Стояла тёплая сырая предутренняя ночь, ни звёзд, ни сопок, ни домов — всё придавлено густой, как дёготь, тьмой, только угадывались горбатые высокие наледи по берегу. И Байкала не было видно: он ещё не замёрз, но над ним замороженно висели плотные, сбитые полчища туманов, будто и впрямь какое-то неведомое войско отдыхало, чтобы поутру продолжить свой поход. И только эти громадные прибрежные наледи и металлически звонкие удары волн явственно свидетельствовали о том, что перед тобой что-то грандиозное и великое, способное, если захочет, и эти туманы разогнать, и на берег сокрушительно наброситься.
Впереди совершенно ничего нельзя было рассмотреть, но Василий знал, что именно оттуда будет подниматься солнце. Вот ещё немножко — и взблеснут его лучи, размечут мрак тумана и ночи. А через несколько дней Байкал всё же подчинится, мудро и благодарно, воле природы — накроется льдом, уснёт, скапливая до весны силы для каких-то больших вековечных работ и свершений. И дали долговременно будут пребывать чистыми и хрустальными. Человеку же, если он хочет вступить в новый день, в новый год или век остаётся только ждать — ждать, веря, надеясь и любя, как заповедано.

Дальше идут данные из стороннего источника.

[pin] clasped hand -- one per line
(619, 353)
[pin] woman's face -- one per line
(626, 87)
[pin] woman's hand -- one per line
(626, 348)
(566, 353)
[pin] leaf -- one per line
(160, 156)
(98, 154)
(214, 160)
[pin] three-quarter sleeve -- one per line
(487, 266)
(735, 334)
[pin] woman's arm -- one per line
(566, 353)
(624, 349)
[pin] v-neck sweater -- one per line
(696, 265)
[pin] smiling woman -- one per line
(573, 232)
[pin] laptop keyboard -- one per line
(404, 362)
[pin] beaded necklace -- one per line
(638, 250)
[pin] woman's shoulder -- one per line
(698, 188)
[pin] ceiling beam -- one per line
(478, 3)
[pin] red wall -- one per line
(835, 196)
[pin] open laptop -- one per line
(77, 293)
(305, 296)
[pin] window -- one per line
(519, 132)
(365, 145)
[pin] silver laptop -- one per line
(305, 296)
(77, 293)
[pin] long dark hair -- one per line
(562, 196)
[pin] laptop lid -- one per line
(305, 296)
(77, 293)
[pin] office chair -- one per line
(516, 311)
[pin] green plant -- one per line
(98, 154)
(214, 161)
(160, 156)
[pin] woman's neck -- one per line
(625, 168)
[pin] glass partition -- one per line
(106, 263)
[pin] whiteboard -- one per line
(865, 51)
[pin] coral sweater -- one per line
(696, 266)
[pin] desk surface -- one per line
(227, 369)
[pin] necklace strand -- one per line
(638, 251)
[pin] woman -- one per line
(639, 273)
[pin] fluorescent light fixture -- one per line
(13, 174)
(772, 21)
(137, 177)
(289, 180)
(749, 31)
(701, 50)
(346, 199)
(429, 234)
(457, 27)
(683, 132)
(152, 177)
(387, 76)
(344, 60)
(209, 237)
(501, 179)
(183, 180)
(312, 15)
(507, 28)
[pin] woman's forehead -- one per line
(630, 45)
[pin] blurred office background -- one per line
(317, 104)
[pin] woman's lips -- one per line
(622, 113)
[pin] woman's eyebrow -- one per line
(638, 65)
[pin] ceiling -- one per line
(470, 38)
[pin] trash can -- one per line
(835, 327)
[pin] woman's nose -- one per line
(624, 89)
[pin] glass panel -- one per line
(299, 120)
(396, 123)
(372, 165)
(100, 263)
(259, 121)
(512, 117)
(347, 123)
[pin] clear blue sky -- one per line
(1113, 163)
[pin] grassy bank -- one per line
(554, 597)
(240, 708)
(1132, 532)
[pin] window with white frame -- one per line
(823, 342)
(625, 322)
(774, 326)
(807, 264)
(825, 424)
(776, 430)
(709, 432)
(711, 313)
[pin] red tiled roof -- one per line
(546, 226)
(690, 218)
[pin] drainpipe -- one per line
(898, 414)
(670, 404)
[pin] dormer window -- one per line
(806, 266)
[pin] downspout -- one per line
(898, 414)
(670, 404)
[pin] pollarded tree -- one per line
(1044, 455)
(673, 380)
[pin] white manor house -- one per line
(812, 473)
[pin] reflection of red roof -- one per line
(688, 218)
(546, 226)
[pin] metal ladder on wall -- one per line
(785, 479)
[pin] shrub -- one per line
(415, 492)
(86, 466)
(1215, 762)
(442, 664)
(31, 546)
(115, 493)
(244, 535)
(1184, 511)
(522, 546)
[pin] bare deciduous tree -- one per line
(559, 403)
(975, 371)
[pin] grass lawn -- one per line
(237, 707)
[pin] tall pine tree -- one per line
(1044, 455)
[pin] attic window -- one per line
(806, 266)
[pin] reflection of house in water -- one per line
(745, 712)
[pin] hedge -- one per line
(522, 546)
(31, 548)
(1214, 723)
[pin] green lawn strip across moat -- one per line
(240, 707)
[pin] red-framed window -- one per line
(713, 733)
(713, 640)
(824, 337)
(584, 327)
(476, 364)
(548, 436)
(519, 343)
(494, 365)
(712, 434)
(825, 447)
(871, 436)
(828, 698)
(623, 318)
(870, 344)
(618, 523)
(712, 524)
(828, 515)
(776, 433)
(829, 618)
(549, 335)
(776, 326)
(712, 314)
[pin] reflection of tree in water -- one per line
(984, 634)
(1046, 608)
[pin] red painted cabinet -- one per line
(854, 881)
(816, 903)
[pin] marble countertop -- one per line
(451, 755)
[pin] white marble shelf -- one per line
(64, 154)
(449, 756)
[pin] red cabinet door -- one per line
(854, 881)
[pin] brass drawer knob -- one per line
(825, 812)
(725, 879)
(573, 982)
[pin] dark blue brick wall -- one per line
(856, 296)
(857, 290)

Василий отчего-то почувствовал себя одиноко и спешно вернулся в дом.
85
Беременность Елены после бесконечно долгого, просто жуткого переезда в Грузию, после голодовок, недосыпаний в переполненных душных вагонах и подчас безнадежных ожиданий в холодных, кишащих обозлённым людом вокзалах, после жестокой простуды стала протекать тяжело, открывались кровотечения, мучили рези. А энергичный, легко воспламеняющийся Виссарион уговаривал Елену покинуть Грузию, потому что, как с жаром и напором уверял её, их ждут «великие» дела в Петрограде или даже в Европе. Елене и в Грузии не хотелось оставаться у этого невыносимого, вредного, но одинокого и, несомненно, несчастного старика князя и в столицу, в которой по слухам разрастался голод, она не хотела ехать, и всячески сдерживала Виссариона. Всё же в Грузии, у этого лазурного моря, у этих холмов, цветущих, поросших пышными лесами, было тепло. И голод, разруха, госпиталя сюда не добрались. Здесь и рожать! — подсказывало Елене сердце её.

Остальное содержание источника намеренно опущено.